Pero fue la del cincuenta, cuando merodeaba los ’40, la década que le proporcionó a este feo que devino divino un lugar preciso, único y personal dentro del amplio mosaico de estéticas que significaba el género. Formó un conjunto de guitarras camperas, a la manera de los primeros ’20; se entregó al cine –No te engañes, corazón, La diosa impura, Al compás de tu mentira, Pelota de trapo–, a la literatura –Una luz de almacén y un libro aún inédito sobre cultura lunfarda– y desarrolló finalmente un estilo que lo iba a ubicar como “el” cantor a acompañar para los guitarristas que aún proliferaban en masa en la Buenos Aires pre nuevas olas, con Roberto Grela como icono y guía. Un ensamblado quehacer impregnado por una especie de “superestructura lunfarda” que iba a resignificar las lejanas huellas de Villoldo. De su pluma mordaz brotarían “Falsía”, “Las diez de última” –acompañado por Luis Alposta–, “Milonga del consorcio” y ciertos deslindes que lo corrieron para los aires de malambo, mediante el controvertido “Malón de ausencia” –escrito en homenaje a un bisabuelo inglés muerto por los pampas a mediados del siglo XIX–, e incluso hacia el campo más profundo –en música y letra– a través de ese controvertido estilo que llamó “La sureña”: “Usted es rica yo soy pobre, usted patrona, yo peón. No se puede hacer un nido, con un solo corazón”.

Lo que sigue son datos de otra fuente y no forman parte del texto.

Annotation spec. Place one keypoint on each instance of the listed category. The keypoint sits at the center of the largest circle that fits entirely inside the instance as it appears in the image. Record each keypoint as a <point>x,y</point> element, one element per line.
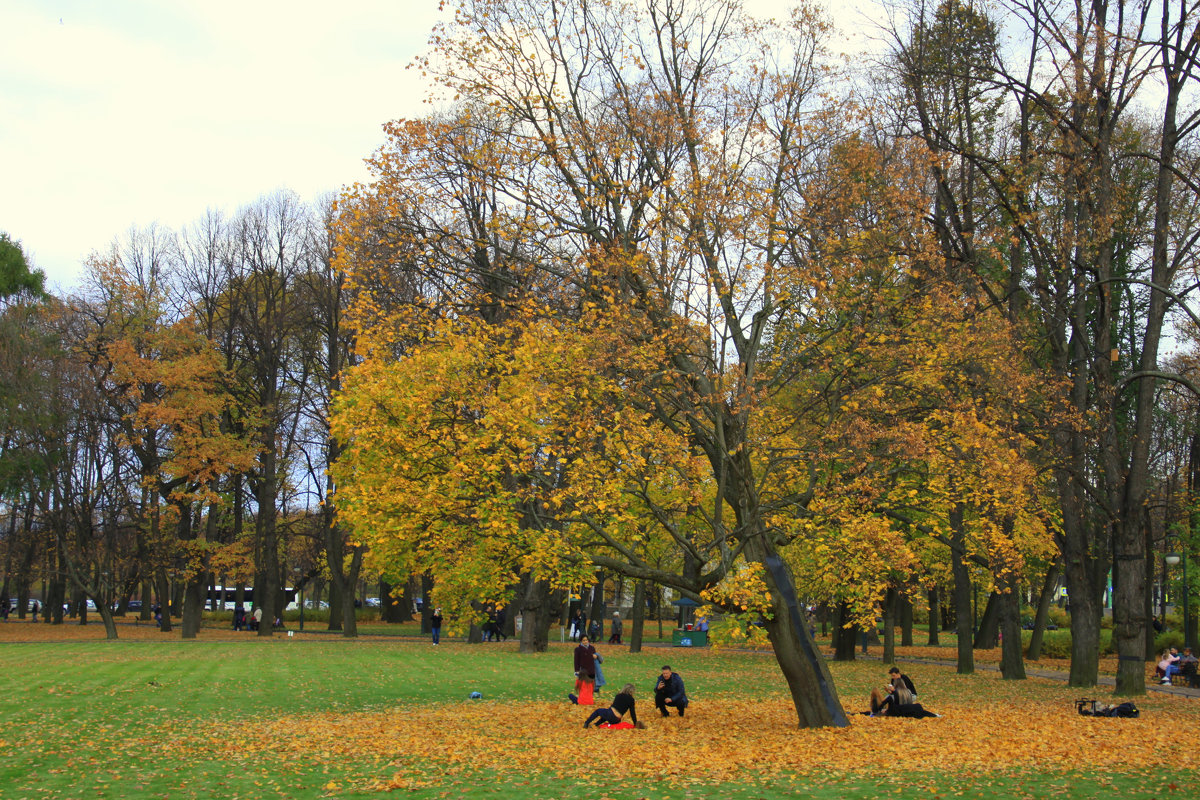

Los jirones tardíos en la vida de don Leonel Edmundo Rivero estuvieron signados por un contexto complicado, el repliegue del tango ante la avanzada de otras músicas, con otros hábitos, culturas y costumbres. Esto lo llevó a atrincherarse en uno de los pocos sitios donde el 2 x 4 siguió jugando de local durante ese oscuro “período intermedio”. El Viejo Almacén, que regenteó no sin problemas económicos pero con tacto de artista, sirvió de refugio para grandes figuras a las que las compañías y los espacios musicales les cerraban la puerta en la cara... un lindo antro en que las coplas paridas por su pluma fueron fiel registro de la época y sus giros: “En este Viejo Almacén / tengo un coro de gorriones./ Sabios, poetas y chorros / se mezclan por los rincones / un tango de antiguos sones / y un son de tangos cachorros”.